The original bill has been amended in accordance with similar language seen recently in other states, such as Indiana, and includes the physician’s signature for “substitution permitted” as well as facilitates the communication between the pharmacy and the physician within 10 days. The language also requires the pharmacist indicate both on the prescription and on the label the name of the manufacturer of the interchangeable biologic and maintain records for at least three years.
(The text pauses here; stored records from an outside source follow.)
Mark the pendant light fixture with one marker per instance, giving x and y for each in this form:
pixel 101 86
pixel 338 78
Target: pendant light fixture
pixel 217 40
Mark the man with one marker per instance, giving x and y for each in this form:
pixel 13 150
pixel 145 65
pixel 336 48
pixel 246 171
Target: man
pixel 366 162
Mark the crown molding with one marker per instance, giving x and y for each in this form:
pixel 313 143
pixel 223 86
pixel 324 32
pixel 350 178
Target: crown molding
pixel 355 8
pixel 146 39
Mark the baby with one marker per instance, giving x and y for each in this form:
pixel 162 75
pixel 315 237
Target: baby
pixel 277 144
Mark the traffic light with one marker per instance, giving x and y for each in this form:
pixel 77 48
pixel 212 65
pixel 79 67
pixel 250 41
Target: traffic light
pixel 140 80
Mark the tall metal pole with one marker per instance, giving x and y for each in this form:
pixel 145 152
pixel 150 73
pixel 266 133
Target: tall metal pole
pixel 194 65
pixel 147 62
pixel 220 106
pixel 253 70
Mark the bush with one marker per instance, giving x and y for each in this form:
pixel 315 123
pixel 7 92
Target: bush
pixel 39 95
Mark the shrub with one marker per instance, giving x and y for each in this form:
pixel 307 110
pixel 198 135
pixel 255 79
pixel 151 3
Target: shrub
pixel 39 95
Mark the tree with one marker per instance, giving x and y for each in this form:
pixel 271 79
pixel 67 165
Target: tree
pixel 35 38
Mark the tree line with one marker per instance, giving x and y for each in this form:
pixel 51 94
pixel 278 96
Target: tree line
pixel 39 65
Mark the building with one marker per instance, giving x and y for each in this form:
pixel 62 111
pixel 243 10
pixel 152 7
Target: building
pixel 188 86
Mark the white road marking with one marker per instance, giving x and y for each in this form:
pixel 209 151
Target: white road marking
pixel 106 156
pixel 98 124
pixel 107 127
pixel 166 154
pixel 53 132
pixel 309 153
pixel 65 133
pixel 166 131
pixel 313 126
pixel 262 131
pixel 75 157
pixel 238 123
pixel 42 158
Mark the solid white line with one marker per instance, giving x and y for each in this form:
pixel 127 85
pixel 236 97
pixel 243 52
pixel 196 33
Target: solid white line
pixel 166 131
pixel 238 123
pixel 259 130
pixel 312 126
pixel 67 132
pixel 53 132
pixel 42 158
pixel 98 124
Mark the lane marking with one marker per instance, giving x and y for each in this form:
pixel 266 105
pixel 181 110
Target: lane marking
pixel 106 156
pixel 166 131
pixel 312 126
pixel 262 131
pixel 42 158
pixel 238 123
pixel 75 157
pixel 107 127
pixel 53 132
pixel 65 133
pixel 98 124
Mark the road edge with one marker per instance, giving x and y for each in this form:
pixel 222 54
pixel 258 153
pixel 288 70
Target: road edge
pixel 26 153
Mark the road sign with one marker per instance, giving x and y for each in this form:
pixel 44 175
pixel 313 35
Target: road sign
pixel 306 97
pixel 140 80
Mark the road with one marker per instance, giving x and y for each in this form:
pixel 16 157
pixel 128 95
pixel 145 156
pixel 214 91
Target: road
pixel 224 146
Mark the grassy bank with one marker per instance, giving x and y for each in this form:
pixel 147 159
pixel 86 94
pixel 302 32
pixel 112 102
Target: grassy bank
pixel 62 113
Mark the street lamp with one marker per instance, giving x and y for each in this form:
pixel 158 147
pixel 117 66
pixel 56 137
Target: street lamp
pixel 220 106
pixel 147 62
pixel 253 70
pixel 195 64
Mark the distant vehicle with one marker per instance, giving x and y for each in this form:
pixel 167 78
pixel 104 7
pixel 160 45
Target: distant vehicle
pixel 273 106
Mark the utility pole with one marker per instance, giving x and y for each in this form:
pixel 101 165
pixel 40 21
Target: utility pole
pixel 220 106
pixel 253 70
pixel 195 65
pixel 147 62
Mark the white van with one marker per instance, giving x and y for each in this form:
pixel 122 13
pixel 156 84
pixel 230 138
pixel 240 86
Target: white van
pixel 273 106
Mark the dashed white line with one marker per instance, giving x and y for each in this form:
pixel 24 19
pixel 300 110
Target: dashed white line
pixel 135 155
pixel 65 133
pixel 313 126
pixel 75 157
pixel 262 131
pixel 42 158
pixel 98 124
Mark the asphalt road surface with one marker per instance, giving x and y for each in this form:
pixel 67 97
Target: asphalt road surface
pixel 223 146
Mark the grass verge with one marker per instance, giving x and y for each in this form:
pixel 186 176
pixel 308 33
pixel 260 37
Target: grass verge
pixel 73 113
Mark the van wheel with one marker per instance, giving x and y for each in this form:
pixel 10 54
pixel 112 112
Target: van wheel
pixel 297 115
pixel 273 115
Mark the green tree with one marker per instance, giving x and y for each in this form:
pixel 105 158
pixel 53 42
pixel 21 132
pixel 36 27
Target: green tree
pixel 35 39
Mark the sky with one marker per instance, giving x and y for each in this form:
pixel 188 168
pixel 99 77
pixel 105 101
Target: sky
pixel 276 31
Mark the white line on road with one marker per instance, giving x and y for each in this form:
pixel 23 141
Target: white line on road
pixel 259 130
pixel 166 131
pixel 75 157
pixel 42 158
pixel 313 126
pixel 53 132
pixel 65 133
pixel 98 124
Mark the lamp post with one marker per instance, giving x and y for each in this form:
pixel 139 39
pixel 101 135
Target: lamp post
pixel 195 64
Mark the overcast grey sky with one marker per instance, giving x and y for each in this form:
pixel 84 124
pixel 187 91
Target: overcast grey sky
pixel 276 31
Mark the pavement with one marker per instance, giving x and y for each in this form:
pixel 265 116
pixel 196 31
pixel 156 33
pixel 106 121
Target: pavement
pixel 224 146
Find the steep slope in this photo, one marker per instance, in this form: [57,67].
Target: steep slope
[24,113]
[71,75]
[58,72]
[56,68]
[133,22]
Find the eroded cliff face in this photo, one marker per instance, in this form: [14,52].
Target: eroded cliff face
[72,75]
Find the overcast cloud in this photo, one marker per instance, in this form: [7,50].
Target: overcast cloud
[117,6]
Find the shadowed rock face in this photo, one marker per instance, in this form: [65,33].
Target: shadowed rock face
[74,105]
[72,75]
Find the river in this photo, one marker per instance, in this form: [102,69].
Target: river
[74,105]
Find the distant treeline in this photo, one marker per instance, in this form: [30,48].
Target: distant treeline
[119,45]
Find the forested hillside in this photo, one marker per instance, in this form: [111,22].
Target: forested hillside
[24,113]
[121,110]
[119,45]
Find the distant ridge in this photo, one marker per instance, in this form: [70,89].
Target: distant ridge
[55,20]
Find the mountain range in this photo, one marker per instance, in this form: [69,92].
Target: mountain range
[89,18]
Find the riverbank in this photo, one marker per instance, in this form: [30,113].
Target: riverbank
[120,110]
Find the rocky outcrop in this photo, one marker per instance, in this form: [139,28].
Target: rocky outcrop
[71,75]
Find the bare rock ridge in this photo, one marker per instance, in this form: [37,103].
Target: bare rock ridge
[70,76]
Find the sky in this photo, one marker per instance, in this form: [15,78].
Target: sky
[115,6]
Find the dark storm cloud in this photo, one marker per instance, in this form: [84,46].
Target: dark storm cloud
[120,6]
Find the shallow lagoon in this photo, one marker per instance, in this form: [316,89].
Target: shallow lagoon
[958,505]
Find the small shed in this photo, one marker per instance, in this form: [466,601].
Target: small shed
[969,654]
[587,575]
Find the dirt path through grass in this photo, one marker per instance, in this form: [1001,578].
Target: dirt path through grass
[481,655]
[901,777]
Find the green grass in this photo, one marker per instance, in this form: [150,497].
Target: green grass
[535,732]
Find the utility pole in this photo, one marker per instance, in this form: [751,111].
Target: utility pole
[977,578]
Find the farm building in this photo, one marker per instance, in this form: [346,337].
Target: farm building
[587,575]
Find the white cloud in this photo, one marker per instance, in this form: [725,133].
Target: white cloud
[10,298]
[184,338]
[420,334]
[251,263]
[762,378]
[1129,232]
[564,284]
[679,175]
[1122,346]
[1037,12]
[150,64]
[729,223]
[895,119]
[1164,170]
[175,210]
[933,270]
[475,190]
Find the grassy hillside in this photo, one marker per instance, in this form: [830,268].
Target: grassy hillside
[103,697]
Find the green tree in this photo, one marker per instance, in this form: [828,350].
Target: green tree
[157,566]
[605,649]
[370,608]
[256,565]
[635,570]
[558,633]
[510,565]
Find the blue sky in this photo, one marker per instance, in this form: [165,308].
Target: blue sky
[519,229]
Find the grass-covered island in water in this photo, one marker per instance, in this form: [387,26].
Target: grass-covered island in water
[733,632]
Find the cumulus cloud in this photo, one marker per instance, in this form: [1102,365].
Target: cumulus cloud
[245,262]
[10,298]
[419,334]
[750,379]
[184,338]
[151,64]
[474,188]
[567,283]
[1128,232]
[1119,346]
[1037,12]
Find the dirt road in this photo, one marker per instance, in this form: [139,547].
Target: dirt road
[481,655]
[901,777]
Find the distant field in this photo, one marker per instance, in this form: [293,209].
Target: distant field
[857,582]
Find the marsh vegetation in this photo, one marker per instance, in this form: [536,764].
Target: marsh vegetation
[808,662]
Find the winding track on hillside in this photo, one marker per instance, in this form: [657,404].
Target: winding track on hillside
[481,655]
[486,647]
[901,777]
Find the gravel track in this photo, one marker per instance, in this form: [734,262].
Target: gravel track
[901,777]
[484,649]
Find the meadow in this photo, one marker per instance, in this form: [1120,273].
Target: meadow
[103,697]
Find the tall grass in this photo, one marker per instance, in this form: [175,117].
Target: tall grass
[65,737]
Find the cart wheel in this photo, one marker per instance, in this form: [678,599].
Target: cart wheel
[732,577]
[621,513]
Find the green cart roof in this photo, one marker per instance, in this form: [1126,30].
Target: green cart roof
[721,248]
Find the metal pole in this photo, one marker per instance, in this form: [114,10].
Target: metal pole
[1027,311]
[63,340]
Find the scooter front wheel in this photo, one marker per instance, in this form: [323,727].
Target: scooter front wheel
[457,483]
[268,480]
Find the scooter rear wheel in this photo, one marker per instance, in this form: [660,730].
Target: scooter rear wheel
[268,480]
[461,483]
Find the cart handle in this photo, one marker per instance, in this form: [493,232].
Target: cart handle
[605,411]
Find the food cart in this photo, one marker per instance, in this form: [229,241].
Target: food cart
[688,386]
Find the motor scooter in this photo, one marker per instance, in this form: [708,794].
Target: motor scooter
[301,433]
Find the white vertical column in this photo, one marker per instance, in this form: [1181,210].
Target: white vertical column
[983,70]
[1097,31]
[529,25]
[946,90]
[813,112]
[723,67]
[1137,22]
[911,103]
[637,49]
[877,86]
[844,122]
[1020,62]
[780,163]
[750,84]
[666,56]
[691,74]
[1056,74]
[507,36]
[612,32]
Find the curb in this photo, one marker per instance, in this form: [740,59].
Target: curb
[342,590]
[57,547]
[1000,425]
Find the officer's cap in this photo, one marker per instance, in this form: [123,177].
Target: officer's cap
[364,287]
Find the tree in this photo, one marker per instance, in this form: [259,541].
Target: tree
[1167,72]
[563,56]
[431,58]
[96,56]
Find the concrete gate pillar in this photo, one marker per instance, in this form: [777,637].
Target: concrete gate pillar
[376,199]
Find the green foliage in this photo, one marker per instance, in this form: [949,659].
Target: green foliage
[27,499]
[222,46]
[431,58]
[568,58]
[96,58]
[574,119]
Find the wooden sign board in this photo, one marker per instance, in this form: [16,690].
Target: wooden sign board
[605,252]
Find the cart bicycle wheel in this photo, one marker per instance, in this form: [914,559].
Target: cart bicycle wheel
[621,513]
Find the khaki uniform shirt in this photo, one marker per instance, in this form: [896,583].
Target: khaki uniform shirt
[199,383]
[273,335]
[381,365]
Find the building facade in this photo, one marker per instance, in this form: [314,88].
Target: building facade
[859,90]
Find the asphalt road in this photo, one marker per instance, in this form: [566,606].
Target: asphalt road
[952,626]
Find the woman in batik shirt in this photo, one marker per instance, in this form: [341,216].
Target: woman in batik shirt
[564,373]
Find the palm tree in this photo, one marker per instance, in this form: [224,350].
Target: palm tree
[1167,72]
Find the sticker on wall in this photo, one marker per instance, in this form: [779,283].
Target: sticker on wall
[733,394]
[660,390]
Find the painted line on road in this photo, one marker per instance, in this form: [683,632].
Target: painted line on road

This legislation has passed the House Health and Human Development Committee 8-3, and is now moving to the House floor for a final vote. ASBM and other stakeholders continue to urge passage of this legislation.
To view ASBM letters to the DE House of Representatives, click here.
To view legislation, click here.
On April 14th, the House Committee on Public Health also heard testimony on the issue of biosimilars. The hearing was a result of a charge by Texas House of Representatives Speaker Joe Straus to the House Committee on Public Health. The committee was asked to study the issue of biologic substitution and interchangeability in order to make recommendations on what biosimilars legislation should address for next year’s session. Texas biosimilars legislation, SB 190, died on a point of order in the current session.
ASBM will continue to monitor these developments.
BIOTECanada Joins ASBM
ASBM is pleased to announce BIOTECanada has officially joined the Alliance for Safe Biologic Medicines. BIOTECanada is an industry association with nearly 250 members located nation-wide reflecting the diverse nature of Canada’s health, industry, and agricultural biotechnology sectors.
“With the partnership of BIOTECanada, the Alliance for Safe Biologic Medicines continues to expand its global reach on the issues of patient safety and public policy surrounding biologic medications,” stated ASBM Executive Director, Michael Reilly. “BIOTECanada is a well-respected stakeholder in Canada and we are pleased to add such an influential international partner who will lend their voice to important conversations around the world surrounding biologic use and safety for patients.”
BIOTECanada and ASBM have enjoyed a strong relationship working closely on biosimilar issues in Canada. ASBM has been a participant in activities through BIOTECanada, most notably the “Regulator Forum on Biologic Naming and Traceability” hosted by Health Canada and BIOTECanada held in Ottawa last June.